Secretary-General of the National Freedom Party
- In office December 2019 – 14 June 2024
- Succeeded by: Teddy Thwala

Personal details
- Born: 1976 or 1977 Nongoma, Natal, South Africa
- Died: 5 December 2024 (aged 47) Mtubatuba, KwaZulu-Natal, South Africa
- Political party: National Freedom Party (2011–2024) uMkhonto weSizwe (2024)
- Children: 3
- Profession: Journalist

= Canaan Mdletshe =

South African politician (1976 or 1977 – 2024)

Canaan Mdletshe (1976 or 1977 – 5 December 2024) was a South African journalist and politician who was a Member of the National Assembly of South Africa from April until May 2024, representing the National Freedom Party (NFP), of which he served as secretary-general.

==Biography==
Mdletshe was born in Nongoma. Before entering politics, he worked as a political reporter at The Sowetan and as a news editor at The New Age.
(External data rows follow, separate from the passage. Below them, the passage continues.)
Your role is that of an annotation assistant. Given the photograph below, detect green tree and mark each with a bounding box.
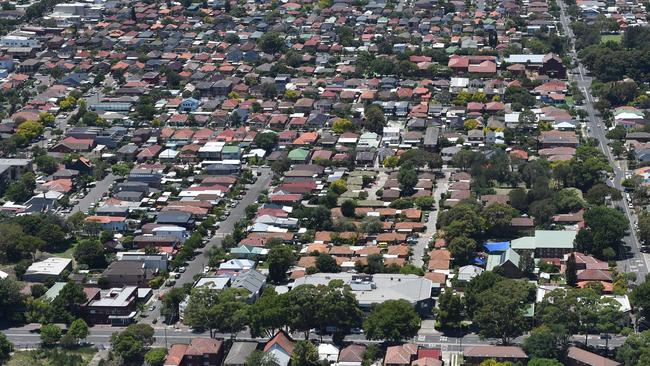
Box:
[449,236,476,265]
[160,287,186,321]
[67,319,89,342]
[41,324,61,347]
[341,200,357,217]
[0,333,14,365]
[291,340,320,366]
[111,323,154,365]
[564,253,578,287]
[397,165,418,196]
[246,350,278,366]
[73,239,106,269]
[363,104,386,133]
[438,288,464,329]
[144,347,167,366]
[0,277,25,322]
[254,132,278,152]
[267,245,295,283]
[363,300,421,342]
[316,253,341,273]
[523,325,570,358]
[16,121,45,141]
[474,280,532,344]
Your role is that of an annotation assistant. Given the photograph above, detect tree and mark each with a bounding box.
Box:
[616,330,650,366]
[575,206,629,259]
[523,325,570,358]
[564,253,578,287]
[363,104,386,133]
[111,323,154,365]
[397,165,418,196]
[257,32,285,55]
[415,196,436,210]
[449,236,476,265]
[332,118,354,133]
[67,319,89,343]
[16,121,45,141]
[291,340,320,366]
[528,358,563,366]
[0,277,25,322]
[246,351,278,366]
[438,288,463,329]
[5,172,36,202]
[363,299,421,343]
[0,333,14,365]
[361,216,383,234]
[481,203,517,237]
[341,200,357,217]
[160,287,186,321]
[316,253,341,273]
[144,347,167,366]
[34,155,59,174]
[267,245,295,283]
[74,239,106,269]
[41,324,61,347]
[254,132,278,152]
[474,280,531,344]
[249,287,289,337]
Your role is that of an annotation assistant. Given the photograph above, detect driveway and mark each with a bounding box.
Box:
[411,172,451,267]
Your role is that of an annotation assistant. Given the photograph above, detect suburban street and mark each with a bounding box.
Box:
[411,172,451,267]
[3,324,625,351]
[143,168,273,323]
[65,173,117,218]
[559,1,650,283]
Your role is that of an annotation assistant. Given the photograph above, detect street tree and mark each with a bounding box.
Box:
[41,324,62,347]
[363,300,421,343]
[291,340,320,366]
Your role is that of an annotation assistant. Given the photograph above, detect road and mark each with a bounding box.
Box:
[558,1,650,283]
[65,173,116,218]
[3,324,625,351]
[143,168,273,322]
[411,172,451,267]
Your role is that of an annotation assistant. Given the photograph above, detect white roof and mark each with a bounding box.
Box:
[25,257,72,276]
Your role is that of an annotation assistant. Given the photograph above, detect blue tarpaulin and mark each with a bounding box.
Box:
[483,241,510,253]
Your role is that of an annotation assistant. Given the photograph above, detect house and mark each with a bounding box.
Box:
[103,261,158,286]
[510,230,577,258]
[23,257,72,282]
[86,286,138,325]
[384,343,418,366]
[337,343,366,366]
[223,341,257,366]
[264,330,295,366]
[164,338,223,366]
[463,346,528,365]
[566,347,620,366]
[290,273,438,314]
[486,248,521,278]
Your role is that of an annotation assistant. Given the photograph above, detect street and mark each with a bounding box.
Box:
[558,1,650,283]
[143,168,273,323]
[65,173,117,218]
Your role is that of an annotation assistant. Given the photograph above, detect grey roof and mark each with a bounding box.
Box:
[224,342,257,366]
[231,269,266,294]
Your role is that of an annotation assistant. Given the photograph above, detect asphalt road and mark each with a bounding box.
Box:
[143,168,273,323]
[65,173,116,218]
[3,324,625,351]
[558,1,650,283]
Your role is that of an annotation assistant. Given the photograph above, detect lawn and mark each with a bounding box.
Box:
[600,34,622,43]
[7,347,97,366]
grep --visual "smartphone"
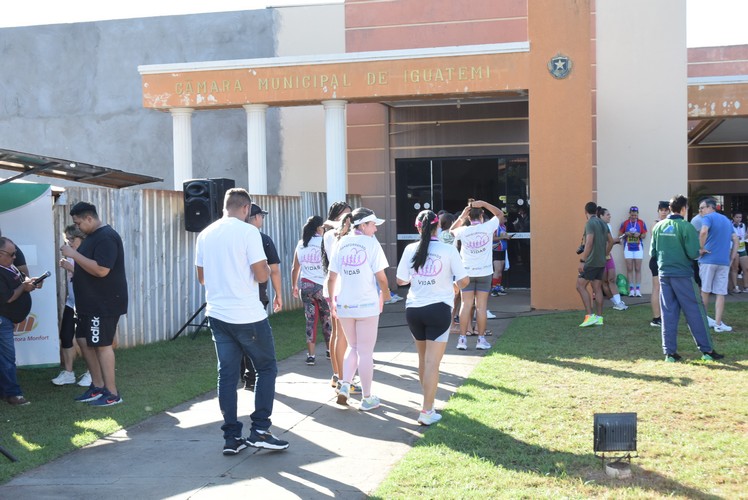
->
[31,271,52,286]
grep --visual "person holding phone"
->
[60,201,128,407]
[52,224,91,387]
[0,236,44,406]
[450,199,505,351]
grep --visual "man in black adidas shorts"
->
[60,201,128,406]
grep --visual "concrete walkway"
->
[0,291,530,500]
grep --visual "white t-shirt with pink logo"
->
[453,217,499,278]
[397,241,467,307]
[296,234,325,285]
[330,234,389,318]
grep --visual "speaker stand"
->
[0,446,18,462]
[171,302,208,340]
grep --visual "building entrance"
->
[395,155,530,288]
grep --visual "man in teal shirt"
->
[649,195,724,363]
[577,201,613,327]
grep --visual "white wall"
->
[276,4,345,196]
[596,0,688,293]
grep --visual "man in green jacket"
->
[649,195,724,363]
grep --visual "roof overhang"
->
[0,149,163,189]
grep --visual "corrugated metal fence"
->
[54,187,360,347]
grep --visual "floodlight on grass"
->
[594,413,636,477]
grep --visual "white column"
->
[169,108,195,191]
[244,104,268,194]
[322,100,347,205]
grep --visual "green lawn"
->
[0,303,748,499]
[376,303,748,499]
[0,310,306,483]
He also worked at the TimesLIVE. Mdletshe left those positions in 2013.

He was elected Secretary-General of the NFP in December 2019. His term ended when he resigned on 14 June 2024, although it had been contested by Teddy Thwala since December 2023.

Mdletshe was attacked by a group of people during a layover in Ulundi, a local political violence hotspot at the time, during the 2021 South African municipal elections. He later opened a criminal case regarding the incident.

Mdletshe was not included on any NFP candidate lists for the 2024 general election and left the parliament as a result.

In June 2024, after the NFP joined the Government of Provincial Unity in the aftermath of the 2024 KwaZulu-Natal provincial election, Mdletshe resigned from the party. He had joined the NFP when it was founded in 2011.

In August 2024, Mdletshe joined the MK Party.

Mdletshe was married and had three children. He died in a traffic collision in Mtubatuba on 5 December 2024, at the age of 47.